Convex Multiclass Segmentation with Shearlet Regularization

TL;DR

This paper introduces a novel shearlet-based regularization method for convex multi-label image segmentation, effectively capturing curved textures and structures, outperforming traditional total variation approaches.

Contribution

The paper pioneers the use of shearlet transforms as regularizers in segmentation models, providing a new approach for better curved structure segmentation.

Findings

Shearlet regularization outperforms TV in segmenting curved textures.

The proposed method effectively incorporates shearlet transforms via FFT and ADMM.

Numerical examples demonstrate improved segmentation of curved structures.

Abstract

Segmentation plays an important role in many preprocessing stages in image processing.
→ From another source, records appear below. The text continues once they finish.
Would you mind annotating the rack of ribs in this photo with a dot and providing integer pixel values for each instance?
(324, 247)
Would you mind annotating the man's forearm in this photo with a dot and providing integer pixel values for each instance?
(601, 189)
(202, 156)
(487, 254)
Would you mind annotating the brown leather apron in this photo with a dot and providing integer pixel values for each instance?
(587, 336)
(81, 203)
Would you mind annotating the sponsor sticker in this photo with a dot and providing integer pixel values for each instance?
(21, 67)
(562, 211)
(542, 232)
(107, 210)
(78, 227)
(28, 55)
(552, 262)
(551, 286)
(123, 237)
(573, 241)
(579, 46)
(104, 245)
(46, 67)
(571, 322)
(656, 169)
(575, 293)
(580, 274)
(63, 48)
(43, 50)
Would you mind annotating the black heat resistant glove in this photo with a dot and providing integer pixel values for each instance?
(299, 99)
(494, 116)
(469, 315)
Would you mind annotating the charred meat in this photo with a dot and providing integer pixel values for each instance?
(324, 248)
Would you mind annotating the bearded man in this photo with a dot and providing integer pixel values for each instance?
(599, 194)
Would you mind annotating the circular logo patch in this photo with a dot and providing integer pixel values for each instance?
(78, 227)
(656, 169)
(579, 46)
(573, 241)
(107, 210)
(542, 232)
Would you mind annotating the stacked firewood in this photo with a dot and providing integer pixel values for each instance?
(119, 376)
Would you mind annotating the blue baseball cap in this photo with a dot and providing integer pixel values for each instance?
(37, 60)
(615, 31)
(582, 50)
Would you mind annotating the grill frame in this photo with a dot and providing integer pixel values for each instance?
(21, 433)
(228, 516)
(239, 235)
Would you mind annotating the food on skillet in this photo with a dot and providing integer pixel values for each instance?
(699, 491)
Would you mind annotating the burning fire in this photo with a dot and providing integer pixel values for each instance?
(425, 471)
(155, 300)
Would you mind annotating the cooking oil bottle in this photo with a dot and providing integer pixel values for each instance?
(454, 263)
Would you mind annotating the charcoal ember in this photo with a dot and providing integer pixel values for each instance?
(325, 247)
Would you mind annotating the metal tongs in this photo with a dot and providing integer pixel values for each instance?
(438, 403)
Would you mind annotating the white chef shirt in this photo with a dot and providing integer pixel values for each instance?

Recently, convex relaxation methods for image multi-labeling were proposed in the literature. Often these models involve the total variation (TV) semi-norm as regularizing term. However, it is well-known that the TV functional is not optimal for the segmentation of textured regions. In recent years directional representation systems were proposed to cope with curved singularities in images. In particular, curvelets and shearlets provide an optimally sparse approximation in the class of piecewise smooth functions with $C^2$ singularity boundaries. In this paper, we demonstrate that the discrete shearlet transform is suited as regularizer for the segmentation of curved structures. Neither the shearlet nor the curvelet transform where used as regularizer in a segmentation model so far. To this end, we have implemented a translation invariant finite discrete shearlet transform based on the FFT. We describe how the shearlet transform can be incorporated within the multi-label segmentation model and show how to find a minimizer of the corresponding functional by applying an alternating direction method of multipliers. Here the Parseval frame property of our shearlets comes into play. We demonstrate by numerical examples that the shearlet regularized model can better segment curved textures than the TV regularized one and that the method can also cope with regularizers obtained from non-local means.